Kabul edilmeyen BMGK karar tasarısı, Ortadoğu sorununda 12 ay içinde barışa ulaşılmasını ve İsrail’in işgal ettiği Filistin topraklarından 2017 yılının sonuna kadar çekilmesini öngörüyordu. Tasarının kabulü için BMGK’da 9 oy gerekiyordu. Ancak bu çoğunluk sağlansa bile ABD’nin veto etmesine kesin gözüyle bakılıyordu.
2014’ün son saatlerinde alınan Filistin karşıtı karar, ABD Başkanı Barack Obama’nın –göreve geldiği 2008 yılından bu yana olduğu gibi– Ortadoğu sorununa çözüm bulmak yerine İsrail yanlısı tutuma devam edeceğinin de mesajını vermiş oldu. ABD’nin BM Büyükelçisi Samantha Power ise, oylamayla ilgili yaptığı konuşmada, tasarının yalnızca bir kesimin kaygılarını dile getirdiğini iddia etti ve İsrail’in güvenliğinin göz önüne alınmadığını savundu.

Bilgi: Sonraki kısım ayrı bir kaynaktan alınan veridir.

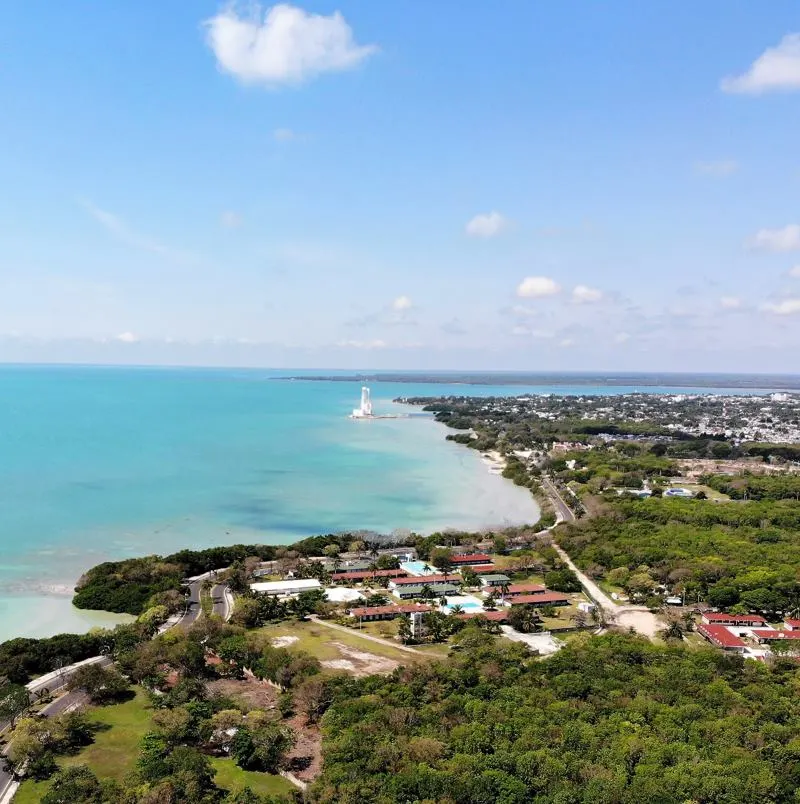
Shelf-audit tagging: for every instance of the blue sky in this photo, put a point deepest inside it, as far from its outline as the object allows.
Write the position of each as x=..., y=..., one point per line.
x=403, y=185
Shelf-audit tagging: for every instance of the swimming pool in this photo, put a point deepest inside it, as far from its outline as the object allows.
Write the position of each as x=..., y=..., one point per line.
x=468, y=604
x=417, y=568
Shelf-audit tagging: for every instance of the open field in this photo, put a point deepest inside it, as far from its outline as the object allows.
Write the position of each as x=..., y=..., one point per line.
x=114, y=751
x=231, y=777
x=335, y=648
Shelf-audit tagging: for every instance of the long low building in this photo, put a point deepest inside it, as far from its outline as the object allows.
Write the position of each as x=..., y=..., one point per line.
x=470, y=559
x=406, y=591
x=525, y=589
x=722, y=618
x=543, y=599
x=773, y=635
x=364, y=575
x=425, y=580
x=286, y=587
x=369, y=613
x=720, y=636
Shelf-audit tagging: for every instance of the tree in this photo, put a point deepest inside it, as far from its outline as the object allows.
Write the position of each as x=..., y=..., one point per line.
x=524, y=619
x=79, y=785
x=101, y=684
x=261, y=746
x=14, y=702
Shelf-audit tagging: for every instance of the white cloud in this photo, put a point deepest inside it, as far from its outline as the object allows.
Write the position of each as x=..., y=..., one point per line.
x=231, y=220
x=117, y=227
x=376, y=344
x=718, y=170
x=785, y=239
x=582, y=294
x=486, y=224
x=776, y=69
x=785, y=307
x=538, y=334
x=285, y=45
x=536, y=287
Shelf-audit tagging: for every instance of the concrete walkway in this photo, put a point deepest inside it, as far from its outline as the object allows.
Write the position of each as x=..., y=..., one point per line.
x=379, y=640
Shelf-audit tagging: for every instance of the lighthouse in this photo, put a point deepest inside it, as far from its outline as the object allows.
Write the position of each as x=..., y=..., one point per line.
x=365, y=410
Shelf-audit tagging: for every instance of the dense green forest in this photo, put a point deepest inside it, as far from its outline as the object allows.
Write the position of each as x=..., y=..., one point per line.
x=612, y=719
x=756, y=487
x=726, y=553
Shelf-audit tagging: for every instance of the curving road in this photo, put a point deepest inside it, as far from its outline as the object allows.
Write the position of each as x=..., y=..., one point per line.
x=640, y=618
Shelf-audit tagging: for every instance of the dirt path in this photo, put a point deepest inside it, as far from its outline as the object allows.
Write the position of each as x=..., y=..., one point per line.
x=352, y=632
x=640, y=618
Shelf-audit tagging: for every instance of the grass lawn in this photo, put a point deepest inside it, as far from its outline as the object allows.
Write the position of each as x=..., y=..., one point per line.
x=317, y=640
x=114, y=751
x=231, y=777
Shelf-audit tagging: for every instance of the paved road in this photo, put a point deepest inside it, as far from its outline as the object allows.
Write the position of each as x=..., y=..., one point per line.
x=640, y=618
x=354, y=632
x=222, y=601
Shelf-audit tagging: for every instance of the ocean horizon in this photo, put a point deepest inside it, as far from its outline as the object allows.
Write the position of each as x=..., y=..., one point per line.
x=101, y=463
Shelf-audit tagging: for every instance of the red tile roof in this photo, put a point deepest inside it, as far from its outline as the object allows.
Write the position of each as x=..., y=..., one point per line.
x=419, y=580
x=771, y=633
x=733, y=619
x=543, y=599
x=720, y=636
x=368, y=611
x=497, y=616
x=468, y=558
x=360, y=575
x=526, y=589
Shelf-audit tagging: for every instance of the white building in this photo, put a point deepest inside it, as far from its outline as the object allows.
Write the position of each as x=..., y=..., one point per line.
x=286, y=587
x=365, y=409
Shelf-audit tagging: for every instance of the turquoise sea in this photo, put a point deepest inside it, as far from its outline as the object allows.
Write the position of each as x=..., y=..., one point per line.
x=99, y=463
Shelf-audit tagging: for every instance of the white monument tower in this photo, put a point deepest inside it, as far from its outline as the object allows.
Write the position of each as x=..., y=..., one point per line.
x=365, y=411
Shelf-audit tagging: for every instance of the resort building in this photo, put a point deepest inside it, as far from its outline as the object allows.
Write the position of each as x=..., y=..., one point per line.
x=471, y=559
x=408, y=592
x=291, y=587
x=720, y=636
x=525, y=589
x=773, y=635
x=739, y=620
x=371, y=613
x=542, y=599
x=495, y=579
x=365, y=575
x=424, y=580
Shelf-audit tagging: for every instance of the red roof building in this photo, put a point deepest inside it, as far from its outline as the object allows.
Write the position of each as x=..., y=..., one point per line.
x=542, y=599
x=471, y=558
x=495, y=616
x=772, y=635
x=421, y=580
x=386, y=612
x=363, y=575
x=720, y=636
x=525, y=589
x=722, y=618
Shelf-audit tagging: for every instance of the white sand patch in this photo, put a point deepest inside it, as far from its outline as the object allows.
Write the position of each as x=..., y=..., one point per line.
x=283, y=642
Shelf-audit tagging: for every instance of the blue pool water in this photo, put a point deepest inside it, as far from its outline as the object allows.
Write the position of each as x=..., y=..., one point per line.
x=417, y=568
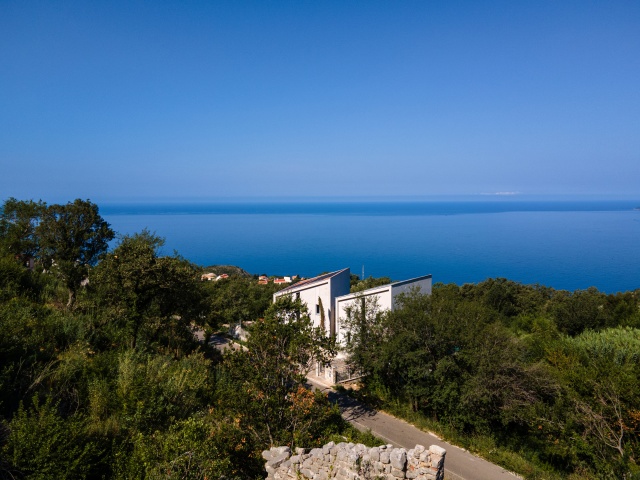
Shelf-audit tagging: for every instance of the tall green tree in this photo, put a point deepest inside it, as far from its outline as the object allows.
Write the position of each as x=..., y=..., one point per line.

Tasarıya karşı çıkan ülkeler, iki tarafın, “barış” görüşmeleriyle uzlaşabileceği bahanesini öne sürerken, çözüm adına attığı her adım Tel Aviv yönetiminin saldırganlıklarıyla karşılık bulan Filistin yönetimi ise BMGK’dan çıkan sonuca tepkili. Hamas, karar tasarısının kabul edilmemesini, “barış sürecinin başarısızlığı” olarak değerlendirdi. Filistin’in BM Daimi Gözlemcisi Riyad Mansur, Filistin’in mücadeleyi sürdüreceğini belirtirken, Fetih Hareketi sözcüsü Ahmed Assaf ise, Filistin karar tasarısının kabul edilmemesinin, ABD ve İsrail’in BM’ye üye ülkelere uyguladığı baskı ve şantajdan kaynaklandığını söyledi. Assaf, “ABD, İsrail terörünün yanında olduğunu ispatladı. ABD, güvenilirliğini kaybediyor. Karizması dünya önünde sarsıldı. Biz başarısız olmadık. Filistin davasını uluslararası toplumun önüne koyarak zafer elde ettik” ifadelerini kullandı.
Ortadoğu barışı için iddialı çıkışlarda bulunan ABD Başkanı Barack Obama, Filistin Devlet Başkanı Mahmud Abbas ile İsrail Başbakanı Benyamin Netanyahu'yu 1 Eylül 2010 tarihinde Beyaz Saray'da ağırlamıştı.